The biggest downside of Dash is the handling of user state. As it stands, all requests are stateless by default. If you have to do an expensive computation, and the user then desires the data to be changed to a logarithmic format the only options are:

  • to repeat the entire computation
  • store all data in the user’s browser, then send it back when a change is required
  • use files or in-memory databases (such as Redis) to cache data

Neither option is both efficient or simple to implement. On the other hand, due to Tornado’s WebSockets, Bokeh allows for constantly-connected sessions and can be easily used for multiple back and forth interactions.

Winner: Bokeh

Server, widgets and integrations

Several components are provided by both frameworks by default to make interactions simple to implement such as buttons, sliders, radio buttons, dropdowns, text input, tables and much more. The Plotly components tend to be slightly more refined out of the box, but both do the job just fine.

Plotly benefits by an extensive debug layer on both the browser and Python side, which attempts to provide verbose details if something goes wrong and reload the application on any code change. I found this to be a mixed bag, as it can be equally helpful and annoying. Your mileage may vary.

Finally, both servers allow for the option to override the default HTML, CSS and JS that is loaded in the final application, making it possible to use standard web components and cohesively theme your app. I found that HTML templates were easier to specify with Bokeh, being part of the dashboard folder structure.
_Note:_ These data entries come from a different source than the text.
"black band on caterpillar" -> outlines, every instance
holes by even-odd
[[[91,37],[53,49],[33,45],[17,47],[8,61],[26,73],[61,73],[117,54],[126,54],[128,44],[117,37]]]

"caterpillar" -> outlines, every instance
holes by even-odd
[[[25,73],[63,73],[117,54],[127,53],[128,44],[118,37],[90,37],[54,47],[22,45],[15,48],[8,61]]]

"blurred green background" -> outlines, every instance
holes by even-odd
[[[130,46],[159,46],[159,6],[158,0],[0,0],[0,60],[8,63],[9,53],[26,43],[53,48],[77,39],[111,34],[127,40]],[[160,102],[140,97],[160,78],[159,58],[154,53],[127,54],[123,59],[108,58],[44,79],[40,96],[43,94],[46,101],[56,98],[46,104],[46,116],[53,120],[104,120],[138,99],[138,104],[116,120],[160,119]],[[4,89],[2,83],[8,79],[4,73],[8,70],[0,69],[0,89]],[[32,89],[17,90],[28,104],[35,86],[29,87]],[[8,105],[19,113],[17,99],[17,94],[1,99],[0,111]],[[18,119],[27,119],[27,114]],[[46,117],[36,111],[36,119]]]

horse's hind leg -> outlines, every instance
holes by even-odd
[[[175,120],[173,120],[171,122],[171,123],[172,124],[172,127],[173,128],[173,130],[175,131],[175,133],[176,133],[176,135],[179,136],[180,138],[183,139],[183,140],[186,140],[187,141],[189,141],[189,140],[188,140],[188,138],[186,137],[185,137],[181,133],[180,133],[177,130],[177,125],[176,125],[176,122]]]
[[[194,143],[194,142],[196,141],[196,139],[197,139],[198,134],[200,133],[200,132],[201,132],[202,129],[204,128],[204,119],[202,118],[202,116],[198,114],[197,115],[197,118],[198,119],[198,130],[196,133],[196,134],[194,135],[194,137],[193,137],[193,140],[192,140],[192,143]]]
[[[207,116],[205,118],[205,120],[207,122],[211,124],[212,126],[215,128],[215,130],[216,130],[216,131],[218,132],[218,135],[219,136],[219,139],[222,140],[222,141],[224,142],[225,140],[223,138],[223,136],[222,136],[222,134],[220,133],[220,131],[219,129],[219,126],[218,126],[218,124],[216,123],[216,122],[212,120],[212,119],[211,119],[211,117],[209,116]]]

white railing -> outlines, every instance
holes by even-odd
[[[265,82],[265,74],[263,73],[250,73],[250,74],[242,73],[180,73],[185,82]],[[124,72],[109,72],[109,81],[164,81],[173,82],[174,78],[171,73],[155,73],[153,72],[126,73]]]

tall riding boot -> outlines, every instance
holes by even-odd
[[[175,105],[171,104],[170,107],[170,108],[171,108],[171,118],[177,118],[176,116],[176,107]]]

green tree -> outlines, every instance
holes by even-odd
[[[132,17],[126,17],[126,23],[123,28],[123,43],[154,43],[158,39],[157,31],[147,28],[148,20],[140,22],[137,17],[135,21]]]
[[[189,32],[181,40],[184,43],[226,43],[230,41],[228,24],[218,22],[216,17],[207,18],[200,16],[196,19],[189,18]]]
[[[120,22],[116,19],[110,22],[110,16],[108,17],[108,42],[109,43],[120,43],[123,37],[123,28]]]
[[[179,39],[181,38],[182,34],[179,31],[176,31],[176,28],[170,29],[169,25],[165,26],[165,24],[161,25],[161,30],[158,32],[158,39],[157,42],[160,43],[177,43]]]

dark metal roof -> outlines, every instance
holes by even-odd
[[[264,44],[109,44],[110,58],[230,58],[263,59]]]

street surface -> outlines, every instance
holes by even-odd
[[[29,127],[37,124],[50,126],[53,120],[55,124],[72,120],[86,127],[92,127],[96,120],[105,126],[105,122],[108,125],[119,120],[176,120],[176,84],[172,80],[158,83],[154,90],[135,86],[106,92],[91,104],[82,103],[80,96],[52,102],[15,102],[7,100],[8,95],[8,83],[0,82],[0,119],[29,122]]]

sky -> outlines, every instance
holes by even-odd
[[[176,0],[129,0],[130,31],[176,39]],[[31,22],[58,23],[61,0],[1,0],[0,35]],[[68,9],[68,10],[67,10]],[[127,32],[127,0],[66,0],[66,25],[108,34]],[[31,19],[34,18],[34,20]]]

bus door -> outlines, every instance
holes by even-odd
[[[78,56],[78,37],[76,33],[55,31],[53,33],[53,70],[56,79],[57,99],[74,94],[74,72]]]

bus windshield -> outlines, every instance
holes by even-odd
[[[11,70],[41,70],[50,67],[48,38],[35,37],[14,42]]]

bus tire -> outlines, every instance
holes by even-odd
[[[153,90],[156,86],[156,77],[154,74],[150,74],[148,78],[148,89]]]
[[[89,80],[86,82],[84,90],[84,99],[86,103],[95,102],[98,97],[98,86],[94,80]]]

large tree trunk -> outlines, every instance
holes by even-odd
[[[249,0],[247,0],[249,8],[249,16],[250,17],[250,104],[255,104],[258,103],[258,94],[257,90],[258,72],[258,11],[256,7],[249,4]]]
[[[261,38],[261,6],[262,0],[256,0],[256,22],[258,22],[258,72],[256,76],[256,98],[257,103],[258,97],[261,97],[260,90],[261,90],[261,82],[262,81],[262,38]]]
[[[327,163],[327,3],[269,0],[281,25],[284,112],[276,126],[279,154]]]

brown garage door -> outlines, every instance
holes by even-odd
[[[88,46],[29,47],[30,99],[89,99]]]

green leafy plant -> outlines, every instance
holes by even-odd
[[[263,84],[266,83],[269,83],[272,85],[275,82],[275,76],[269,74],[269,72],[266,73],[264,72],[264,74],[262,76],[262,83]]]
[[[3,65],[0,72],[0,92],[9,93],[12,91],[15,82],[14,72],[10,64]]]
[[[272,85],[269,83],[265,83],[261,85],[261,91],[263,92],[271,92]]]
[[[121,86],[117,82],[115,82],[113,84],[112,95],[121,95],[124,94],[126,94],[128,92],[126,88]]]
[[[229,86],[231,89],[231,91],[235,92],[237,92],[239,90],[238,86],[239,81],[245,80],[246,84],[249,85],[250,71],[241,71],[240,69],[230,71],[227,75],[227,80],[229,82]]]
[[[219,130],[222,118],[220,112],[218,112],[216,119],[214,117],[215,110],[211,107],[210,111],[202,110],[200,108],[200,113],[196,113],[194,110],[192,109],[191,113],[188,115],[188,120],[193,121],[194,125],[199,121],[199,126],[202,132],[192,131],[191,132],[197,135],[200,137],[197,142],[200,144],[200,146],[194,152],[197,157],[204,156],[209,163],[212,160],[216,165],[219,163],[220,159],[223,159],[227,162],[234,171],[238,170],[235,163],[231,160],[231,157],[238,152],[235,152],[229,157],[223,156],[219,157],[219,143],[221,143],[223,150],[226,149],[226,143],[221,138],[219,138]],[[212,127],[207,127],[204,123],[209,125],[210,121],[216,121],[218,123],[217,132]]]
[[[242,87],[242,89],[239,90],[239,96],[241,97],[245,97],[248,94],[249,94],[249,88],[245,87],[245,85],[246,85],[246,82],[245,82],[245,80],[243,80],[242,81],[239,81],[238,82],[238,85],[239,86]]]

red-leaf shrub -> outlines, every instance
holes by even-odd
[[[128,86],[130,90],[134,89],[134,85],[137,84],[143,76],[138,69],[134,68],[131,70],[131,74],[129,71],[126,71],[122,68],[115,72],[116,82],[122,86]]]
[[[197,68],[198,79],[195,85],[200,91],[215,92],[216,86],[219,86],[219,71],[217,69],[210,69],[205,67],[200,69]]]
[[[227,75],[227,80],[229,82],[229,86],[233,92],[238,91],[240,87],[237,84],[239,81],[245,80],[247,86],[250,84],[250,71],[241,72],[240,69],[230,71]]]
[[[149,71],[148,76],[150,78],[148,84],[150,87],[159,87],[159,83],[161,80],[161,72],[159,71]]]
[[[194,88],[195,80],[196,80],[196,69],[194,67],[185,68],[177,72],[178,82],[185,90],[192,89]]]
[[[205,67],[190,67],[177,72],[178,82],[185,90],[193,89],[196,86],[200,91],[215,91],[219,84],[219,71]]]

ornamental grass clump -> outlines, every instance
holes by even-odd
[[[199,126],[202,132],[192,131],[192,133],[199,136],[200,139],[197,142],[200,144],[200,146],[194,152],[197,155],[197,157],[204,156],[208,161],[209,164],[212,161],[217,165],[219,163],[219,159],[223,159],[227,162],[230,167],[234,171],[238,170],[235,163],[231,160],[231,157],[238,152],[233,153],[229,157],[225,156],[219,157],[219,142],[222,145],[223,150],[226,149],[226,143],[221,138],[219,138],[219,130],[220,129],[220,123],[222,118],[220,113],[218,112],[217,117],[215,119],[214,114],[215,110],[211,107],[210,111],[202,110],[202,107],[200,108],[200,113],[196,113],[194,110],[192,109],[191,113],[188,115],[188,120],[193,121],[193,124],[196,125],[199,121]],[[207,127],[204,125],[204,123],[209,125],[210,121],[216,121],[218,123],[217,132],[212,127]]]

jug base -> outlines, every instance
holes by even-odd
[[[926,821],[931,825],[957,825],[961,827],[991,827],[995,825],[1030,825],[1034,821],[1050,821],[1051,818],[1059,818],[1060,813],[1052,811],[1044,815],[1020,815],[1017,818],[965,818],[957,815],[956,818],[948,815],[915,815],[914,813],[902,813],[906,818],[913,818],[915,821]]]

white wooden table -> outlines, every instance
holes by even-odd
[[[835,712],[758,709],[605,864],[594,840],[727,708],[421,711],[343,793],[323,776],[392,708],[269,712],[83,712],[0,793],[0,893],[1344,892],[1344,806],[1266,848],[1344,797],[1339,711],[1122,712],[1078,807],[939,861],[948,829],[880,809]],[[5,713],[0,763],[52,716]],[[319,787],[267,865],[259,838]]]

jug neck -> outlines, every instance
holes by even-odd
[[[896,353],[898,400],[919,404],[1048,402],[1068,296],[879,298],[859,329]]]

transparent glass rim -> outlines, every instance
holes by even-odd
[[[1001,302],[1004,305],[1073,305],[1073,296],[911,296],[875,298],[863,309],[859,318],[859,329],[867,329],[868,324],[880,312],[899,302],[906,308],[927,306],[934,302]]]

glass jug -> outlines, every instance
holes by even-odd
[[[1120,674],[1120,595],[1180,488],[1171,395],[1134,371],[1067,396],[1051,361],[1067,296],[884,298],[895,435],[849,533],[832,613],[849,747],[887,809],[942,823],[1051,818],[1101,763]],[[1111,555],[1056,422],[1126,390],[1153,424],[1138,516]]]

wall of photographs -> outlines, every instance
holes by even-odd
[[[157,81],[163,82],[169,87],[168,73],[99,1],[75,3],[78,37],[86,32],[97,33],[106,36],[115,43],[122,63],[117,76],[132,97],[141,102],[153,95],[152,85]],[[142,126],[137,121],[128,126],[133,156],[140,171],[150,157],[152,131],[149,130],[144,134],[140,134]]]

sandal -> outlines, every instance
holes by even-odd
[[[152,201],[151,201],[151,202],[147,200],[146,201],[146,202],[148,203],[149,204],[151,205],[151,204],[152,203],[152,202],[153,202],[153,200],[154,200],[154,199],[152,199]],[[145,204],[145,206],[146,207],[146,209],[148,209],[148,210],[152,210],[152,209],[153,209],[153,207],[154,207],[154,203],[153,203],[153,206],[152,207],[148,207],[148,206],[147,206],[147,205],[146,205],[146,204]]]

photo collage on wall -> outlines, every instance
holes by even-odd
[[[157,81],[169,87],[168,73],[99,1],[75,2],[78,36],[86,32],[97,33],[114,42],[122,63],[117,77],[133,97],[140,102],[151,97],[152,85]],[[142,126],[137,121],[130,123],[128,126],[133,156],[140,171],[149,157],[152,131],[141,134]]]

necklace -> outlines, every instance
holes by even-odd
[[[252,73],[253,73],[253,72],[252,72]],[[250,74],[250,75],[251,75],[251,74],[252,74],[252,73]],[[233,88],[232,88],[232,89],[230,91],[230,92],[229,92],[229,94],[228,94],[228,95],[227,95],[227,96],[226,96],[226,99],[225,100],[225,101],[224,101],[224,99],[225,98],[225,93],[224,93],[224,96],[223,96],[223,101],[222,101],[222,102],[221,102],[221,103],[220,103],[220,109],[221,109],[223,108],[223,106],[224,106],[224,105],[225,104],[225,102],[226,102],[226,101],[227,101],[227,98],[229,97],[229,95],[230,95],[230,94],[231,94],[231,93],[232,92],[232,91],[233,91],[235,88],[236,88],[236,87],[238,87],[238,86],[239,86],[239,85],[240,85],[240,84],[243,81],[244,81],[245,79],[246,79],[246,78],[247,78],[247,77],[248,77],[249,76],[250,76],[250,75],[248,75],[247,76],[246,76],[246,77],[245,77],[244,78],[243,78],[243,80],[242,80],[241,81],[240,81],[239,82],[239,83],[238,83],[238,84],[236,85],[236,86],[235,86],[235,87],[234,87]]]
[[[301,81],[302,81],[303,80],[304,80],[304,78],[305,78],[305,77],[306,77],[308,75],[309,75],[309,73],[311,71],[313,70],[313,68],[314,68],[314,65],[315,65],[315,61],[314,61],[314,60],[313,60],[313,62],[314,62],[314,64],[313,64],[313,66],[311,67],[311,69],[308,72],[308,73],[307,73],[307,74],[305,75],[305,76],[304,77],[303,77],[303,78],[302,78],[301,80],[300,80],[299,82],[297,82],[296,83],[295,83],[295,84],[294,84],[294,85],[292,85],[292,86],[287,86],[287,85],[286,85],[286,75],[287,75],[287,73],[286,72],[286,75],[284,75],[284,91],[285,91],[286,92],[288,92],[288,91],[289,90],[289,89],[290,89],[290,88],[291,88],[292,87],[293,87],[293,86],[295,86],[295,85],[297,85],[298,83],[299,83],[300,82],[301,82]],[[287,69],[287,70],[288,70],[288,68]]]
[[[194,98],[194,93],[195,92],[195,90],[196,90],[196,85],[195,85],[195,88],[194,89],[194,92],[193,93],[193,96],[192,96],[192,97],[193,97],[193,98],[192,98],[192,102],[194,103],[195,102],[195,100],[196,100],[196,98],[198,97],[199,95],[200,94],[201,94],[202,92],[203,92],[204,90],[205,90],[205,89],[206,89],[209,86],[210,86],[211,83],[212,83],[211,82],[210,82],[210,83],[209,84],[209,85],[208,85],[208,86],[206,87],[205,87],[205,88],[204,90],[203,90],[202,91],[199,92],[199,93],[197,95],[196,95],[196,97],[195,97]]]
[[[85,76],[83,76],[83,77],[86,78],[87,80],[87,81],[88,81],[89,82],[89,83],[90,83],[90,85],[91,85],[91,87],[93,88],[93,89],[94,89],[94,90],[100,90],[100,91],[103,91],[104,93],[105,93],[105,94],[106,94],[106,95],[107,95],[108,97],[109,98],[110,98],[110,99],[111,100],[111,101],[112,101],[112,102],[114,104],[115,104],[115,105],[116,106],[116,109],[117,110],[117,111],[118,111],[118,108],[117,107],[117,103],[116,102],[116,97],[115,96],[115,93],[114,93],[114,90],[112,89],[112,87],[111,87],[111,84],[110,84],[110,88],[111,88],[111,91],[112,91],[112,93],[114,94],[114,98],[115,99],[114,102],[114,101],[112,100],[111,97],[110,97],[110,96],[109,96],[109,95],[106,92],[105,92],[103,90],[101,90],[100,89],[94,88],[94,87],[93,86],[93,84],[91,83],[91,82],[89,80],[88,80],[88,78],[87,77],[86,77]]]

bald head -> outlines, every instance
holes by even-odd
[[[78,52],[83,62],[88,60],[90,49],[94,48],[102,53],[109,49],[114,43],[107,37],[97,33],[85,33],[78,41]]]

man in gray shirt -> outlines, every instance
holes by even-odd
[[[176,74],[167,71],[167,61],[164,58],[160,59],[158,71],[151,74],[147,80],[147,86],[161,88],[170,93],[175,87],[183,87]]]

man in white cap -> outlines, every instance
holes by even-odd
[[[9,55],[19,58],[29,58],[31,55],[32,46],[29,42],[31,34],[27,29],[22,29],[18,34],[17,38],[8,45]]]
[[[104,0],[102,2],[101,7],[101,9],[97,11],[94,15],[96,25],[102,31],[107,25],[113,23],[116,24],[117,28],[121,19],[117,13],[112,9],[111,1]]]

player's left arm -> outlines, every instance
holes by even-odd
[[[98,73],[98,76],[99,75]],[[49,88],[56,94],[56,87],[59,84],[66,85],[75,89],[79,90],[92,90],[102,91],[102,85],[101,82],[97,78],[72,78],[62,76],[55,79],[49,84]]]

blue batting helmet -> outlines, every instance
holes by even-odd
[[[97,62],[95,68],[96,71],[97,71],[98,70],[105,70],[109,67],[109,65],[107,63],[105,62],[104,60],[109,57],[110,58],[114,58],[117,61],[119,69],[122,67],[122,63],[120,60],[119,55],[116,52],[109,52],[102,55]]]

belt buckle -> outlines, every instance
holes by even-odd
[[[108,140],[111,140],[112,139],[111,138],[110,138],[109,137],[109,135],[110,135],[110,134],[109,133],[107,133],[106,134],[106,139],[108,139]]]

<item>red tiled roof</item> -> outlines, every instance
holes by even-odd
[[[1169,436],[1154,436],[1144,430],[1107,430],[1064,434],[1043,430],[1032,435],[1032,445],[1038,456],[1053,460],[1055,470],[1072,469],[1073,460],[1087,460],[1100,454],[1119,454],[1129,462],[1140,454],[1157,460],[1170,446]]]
However, since the layout capabilities are much more advanced in * Plotly/Dash*, it’s less likely to be needed.

Winner: Both

Conclusion

As we’ve seen, both Plotly and Bokeh can be powerful tools in their own right, although they come with their own quirks and challenges. If I want something quick to use in the Jupyter notebook, I would reach to the new Plotly Express framework. For the construction of a complex dashboard, necessitating observing the same underlying data set, perhaps with some lengthy calculations thrown in that need to conserve user state, Bokeh is the likelier choice.